A year on from graduation, I am still riding a wave of excitement.

I have been fortunate to work at a local NHS teaching hospital. I am currently working in in-patient orthopaedics, after seven months in the community with the falls prevention services and intermediate care team.

I understand this is the first stepping stone, and realise how much there is still to learn of physiotherapy, and the extent of its services with the NHS.

My aim is to get involved with as many projects as I can, from looking at ways to improve communication on the ward to being a cast member of the Olympics opening ceremony NHS segment.

Being part of a profession that is highly respected is important to me. After all, I put myself through three years of hard work at university, then spent hours ensuring I was offered a band 5 job!

I believe that the knowledge, experience and training gained by working in the NHS is an essential foundation as a newly qualified physiotherapist. I also believe that a broad knowledge of physiotherapy services in other sectors is essential.

I have been lucky enough to gain both acute and community experience so far in my role.

I have also opted to work occasionally at a private hospital, volunteer at a local football club, shadow at a private practice and am looking into setting up my own company in future.
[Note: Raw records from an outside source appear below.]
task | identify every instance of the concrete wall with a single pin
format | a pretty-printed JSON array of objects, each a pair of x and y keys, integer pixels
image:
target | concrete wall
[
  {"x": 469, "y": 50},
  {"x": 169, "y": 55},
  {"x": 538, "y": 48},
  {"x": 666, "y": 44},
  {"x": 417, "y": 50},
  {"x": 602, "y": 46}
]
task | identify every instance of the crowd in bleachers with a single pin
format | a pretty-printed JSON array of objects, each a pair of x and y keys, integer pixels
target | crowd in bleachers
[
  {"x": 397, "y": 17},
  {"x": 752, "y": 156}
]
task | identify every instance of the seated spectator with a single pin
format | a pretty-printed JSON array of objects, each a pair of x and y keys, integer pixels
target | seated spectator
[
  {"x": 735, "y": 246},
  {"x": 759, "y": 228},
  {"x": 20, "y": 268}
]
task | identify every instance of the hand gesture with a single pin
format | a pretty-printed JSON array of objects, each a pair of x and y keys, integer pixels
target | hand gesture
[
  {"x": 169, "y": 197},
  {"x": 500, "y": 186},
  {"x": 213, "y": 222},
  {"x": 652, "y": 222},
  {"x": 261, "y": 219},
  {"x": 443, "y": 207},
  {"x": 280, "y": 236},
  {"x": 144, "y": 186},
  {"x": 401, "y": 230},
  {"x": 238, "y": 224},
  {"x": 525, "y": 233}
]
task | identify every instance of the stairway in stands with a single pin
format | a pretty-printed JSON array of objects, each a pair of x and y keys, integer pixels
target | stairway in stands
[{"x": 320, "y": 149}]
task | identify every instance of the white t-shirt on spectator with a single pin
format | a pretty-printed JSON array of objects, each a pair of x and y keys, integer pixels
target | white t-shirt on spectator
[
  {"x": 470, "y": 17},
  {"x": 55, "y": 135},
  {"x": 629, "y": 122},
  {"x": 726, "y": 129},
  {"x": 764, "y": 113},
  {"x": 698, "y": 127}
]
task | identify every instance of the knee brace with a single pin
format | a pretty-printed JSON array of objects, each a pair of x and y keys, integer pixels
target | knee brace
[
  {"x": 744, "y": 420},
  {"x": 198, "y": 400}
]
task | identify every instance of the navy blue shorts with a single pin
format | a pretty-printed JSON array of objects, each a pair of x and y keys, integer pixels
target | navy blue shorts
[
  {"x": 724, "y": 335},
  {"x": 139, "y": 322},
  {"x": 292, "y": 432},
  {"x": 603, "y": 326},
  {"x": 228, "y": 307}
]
I am trying to improve my business, financial and marketing knowledge. This I feel will help me gain a better appreciation of the requirements that may be essential for the survival of what we know as NHS physiotherapy.

Physiotherapy services within the NHS are frequently being asked to justify their provision. But with the promotion of our holistic and adaptable roles, and with recent movements such as independent prescription rights, we are in good stead – rather like the Olympics – to inspire a generation.